2. What is the performance of doing these bitwise operations in queries as you move in to the tens of thousands of records? I'm guessing that it would not be any more expensive than any other comparison operation.
If you wish to filter your query based on the value of any of those bit values, then yes this is a very bad idea, and is likely to cause performance problems.
Besides, there simply isn't any need - just use the bit data type.
The reason why using bitwise operators in this way is a bad idea is that SQL server maintains statistics on various columns in order to improve query performance - for example if you have an email column, SQL server can tell you roughly what percentage of values that email column are true and select an appropriate execution plan based on that knowledge.
If however you have flags column, SQL server will have absolutely no idea how many records in a table match flags & 2 (email) - it doesn't maintain these sorts of indexes. Without this sort of information available to it SQL server is far more likely to choose a poor execution plan.
And don't forget the maintenance problems using this technique would cause. As it is not standard, all new devs will probably be confused by the code and not know how to adjust it properly. Errors will abound and be hard to find. It is also hard to do reporting type queries from. This sort of trick stuff is almost never a good idea from a maintenance perspective. It might look cool and elegant, but all it really is - is clunky and hard to work with over time.

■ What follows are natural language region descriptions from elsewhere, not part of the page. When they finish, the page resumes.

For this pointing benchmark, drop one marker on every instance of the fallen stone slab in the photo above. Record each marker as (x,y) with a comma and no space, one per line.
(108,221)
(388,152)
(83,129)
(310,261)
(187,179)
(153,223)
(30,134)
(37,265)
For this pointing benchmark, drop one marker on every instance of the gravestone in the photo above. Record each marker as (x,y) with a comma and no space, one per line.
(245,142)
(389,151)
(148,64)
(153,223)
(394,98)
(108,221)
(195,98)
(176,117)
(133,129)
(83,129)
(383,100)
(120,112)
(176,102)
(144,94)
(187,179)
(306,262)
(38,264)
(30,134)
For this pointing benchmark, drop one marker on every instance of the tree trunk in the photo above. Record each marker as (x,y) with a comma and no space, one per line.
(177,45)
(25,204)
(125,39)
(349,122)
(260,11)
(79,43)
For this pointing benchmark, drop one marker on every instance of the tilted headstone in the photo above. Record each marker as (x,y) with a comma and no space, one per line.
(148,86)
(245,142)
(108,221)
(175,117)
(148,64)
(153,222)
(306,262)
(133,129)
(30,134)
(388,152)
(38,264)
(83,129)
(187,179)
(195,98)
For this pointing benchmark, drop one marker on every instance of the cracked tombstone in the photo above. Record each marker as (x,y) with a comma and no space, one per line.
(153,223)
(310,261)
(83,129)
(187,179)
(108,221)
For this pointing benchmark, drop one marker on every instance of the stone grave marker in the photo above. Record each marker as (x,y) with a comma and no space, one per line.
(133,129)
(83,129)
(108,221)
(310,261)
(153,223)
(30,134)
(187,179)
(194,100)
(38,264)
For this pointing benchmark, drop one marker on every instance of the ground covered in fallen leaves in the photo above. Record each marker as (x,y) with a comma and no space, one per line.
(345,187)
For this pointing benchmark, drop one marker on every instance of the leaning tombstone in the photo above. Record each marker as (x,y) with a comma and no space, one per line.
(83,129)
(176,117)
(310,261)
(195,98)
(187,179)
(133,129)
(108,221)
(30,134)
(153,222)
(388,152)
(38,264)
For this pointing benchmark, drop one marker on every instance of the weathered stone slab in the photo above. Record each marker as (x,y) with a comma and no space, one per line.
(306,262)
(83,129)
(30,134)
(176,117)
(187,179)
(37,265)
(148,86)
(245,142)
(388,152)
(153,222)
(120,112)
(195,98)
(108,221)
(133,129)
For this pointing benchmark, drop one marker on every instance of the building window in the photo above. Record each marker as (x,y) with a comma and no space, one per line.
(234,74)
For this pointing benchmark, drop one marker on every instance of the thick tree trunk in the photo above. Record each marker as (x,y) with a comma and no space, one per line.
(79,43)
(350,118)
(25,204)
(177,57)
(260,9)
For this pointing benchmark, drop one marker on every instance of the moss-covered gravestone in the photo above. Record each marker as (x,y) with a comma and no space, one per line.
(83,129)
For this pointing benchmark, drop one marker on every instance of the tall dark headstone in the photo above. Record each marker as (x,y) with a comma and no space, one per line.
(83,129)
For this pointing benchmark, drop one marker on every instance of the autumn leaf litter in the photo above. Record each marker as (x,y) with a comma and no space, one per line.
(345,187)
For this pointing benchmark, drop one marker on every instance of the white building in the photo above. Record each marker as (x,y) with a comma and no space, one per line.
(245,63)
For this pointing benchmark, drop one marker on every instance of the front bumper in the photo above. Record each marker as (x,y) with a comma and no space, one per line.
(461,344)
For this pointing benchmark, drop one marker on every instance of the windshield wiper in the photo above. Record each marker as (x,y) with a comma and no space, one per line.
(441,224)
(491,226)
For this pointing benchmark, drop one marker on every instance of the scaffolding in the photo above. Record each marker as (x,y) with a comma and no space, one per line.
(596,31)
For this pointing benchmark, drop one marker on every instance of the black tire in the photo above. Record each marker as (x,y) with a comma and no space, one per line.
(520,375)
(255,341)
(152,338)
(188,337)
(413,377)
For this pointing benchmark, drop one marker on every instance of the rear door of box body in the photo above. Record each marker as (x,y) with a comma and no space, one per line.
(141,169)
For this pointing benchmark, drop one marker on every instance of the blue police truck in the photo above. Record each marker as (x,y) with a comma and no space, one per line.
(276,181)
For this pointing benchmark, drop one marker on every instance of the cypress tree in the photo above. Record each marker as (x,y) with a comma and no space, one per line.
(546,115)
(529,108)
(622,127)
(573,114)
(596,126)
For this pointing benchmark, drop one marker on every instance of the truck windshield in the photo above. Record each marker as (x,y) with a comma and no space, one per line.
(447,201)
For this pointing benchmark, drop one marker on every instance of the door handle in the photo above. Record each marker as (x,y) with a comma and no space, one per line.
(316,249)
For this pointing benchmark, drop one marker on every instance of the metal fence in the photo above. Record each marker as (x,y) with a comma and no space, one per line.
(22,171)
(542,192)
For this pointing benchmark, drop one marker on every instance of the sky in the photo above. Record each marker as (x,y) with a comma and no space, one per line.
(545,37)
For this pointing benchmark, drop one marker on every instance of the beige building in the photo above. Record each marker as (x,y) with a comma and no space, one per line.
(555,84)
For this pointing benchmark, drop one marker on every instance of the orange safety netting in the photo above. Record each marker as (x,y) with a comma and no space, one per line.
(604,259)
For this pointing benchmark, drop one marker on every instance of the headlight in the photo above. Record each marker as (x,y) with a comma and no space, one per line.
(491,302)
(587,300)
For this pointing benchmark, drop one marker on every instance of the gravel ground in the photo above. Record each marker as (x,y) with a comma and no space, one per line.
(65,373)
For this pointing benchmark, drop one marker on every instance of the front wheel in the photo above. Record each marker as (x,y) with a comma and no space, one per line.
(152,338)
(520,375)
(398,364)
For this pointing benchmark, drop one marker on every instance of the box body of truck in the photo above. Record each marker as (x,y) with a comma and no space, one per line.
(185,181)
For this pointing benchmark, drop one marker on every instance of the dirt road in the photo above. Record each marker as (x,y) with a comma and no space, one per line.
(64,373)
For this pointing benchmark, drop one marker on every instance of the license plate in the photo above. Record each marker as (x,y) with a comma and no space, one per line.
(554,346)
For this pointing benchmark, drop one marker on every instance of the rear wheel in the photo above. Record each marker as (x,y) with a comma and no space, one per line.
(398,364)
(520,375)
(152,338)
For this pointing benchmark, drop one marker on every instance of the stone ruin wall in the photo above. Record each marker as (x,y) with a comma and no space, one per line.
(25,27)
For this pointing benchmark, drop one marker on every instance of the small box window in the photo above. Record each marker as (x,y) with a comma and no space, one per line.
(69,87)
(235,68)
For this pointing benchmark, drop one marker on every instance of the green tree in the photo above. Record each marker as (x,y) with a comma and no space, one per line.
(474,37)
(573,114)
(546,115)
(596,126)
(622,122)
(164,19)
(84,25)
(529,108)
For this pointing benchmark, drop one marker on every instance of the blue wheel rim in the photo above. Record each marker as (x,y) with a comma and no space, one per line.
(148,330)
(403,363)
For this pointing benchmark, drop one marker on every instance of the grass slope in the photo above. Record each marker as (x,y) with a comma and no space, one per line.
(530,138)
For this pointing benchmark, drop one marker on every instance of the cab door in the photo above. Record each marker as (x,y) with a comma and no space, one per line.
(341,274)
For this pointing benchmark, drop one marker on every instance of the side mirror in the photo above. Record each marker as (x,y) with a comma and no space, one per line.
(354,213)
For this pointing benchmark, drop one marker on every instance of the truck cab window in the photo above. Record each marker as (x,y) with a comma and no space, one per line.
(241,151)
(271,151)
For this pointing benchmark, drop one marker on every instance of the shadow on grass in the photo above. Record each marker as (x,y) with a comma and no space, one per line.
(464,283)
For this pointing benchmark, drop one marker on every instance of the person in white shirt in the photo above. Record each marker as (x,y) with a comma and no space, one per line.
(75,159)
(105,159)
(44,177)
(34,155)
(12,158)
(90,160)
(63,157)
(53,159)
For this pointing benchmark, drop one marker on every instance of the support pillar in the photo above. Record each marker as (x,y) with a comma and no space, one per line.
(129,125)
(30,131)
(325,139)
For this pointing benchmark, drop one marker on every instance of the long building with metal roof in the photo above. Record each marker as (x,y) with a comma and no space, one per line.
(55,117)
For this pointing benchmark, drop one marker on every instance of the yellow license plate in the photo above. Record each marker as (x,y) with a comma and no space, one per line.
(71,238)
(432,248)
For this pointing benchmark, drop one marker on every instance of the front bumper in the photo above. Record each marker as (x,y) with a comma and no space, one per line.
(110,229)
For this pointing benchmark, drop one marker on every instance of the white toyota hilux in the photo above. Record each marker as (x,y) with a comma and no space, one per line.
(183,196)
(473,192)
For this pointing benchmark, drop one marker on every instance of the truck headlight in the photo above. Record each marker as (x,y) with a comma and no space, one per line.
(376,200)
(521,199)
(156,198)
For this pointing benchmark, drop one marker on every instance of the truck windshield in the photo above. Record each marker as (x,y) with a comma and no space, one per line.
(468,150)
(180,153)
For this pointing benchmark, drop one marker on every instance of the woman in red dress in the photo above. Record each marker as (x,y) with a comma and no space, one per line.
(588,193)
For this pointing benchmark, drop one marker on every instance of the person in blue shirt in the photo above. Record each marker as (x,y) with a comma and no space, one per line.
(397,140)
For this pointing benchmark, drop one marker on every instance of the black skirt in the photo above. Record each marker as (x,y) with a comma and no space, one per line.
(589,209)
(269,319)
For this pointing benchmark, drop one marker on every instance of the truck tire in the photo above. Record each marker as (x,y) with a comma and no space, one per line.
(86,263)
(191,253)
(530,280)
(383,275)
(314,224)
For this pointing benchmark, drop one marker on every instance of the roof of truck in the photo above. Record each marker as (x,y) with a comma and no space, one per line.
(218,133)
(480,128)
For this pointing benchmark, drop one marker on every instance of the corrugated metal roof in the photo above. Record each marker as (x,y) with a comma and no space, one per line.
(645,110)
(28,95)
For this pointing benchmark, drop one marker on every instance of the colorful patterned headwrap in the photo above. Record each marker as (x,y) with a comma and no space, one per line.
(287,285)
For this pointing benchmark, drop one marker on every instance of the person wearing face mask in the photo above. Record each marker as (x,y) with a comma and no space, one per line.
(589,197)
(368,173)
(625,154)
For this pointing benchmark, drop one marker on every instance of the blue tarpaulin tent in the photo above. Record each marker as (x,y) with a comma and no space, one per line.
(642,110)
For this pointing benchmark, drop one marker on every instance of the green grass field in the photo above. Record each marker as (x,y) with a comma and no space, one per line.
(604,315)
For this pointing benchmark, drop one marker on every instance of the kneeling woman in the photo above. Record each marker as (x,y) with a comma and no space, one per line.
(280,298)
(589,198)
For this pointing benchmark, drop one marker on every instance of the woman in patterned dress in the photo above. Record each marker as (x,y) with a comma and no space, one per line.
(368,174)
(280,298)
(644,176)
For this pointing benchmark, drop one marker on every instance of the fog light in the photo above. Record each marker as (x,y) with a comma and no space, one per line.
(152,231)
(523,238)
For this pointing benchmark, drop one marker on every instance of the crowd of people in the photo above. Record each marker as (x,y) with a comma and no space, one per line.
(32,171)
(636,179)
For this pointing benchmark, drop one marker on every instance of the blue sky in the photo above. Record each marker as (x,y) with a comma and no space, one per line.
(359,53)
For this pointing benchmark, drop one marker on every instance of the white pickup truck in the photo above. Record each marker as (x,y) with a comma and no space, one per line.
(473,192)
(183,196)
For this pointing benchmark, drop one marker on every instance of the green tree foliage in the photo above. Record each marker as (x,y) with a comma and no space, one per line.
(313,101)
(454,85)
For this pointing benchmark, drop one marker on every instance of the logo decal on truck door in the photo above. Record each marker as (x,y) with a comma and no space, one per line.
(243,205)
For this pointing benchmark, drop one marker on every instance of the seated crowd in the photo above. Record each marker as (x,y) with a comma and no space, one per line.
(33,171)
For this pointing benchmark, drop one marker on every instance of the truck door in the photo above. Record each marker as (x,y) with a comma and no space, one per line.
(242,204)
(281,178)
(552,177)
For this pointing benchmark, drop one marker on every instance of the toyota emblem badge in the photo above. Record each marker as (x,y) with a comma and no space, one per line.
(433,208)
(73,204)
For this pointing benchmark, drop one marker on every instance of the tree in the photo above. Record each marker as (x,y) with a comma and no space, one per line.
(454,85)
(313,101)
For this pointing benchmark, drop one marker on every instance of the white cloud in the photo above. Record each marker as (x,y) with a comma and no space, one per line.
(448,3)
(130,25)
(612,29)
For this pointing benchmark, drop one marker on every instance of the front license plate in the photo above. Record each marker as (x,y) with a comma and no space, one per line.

One major performance implication is that there will not be a lookup operator for indexes that works in this way. If you said WHERE contact_email=1 there might be an index on that column and the query would use it; if you said WHERE (contact_flags & 1)=1 then it wouldn't.
** One column stores one piece of information only - it's the database way. **
(Didnt see - Kragen's answer also states this point, way before mine)
In opposite order: The best way to know what your performance is going to be is to profile.
This is, most definately, an "It Depends" question. I personally would never store such things as integers. For one thing, as you mention, there's the conversion factor. For another, at some point you or some other DBA, or someone is going to have to type:
Select CustomerName, CustomerAddress, ContactMethods, [etc]
From Customer
Where CustomerId = xxxxx
because some data has become corrupt, or because someone entered the wrong data, or something. Having to do a join and/or a function call just to get at that basic information is way more trouble than it's worth, IMO.
Others, however, will probably point to the diversity of your options, or the ability to store multiple value types (email, vs phone, vs fax, whatever) all in the same column, or some other advantage to this approach. So you would really need to look at the problem you're attempting to solve and determine which approach is the best fit.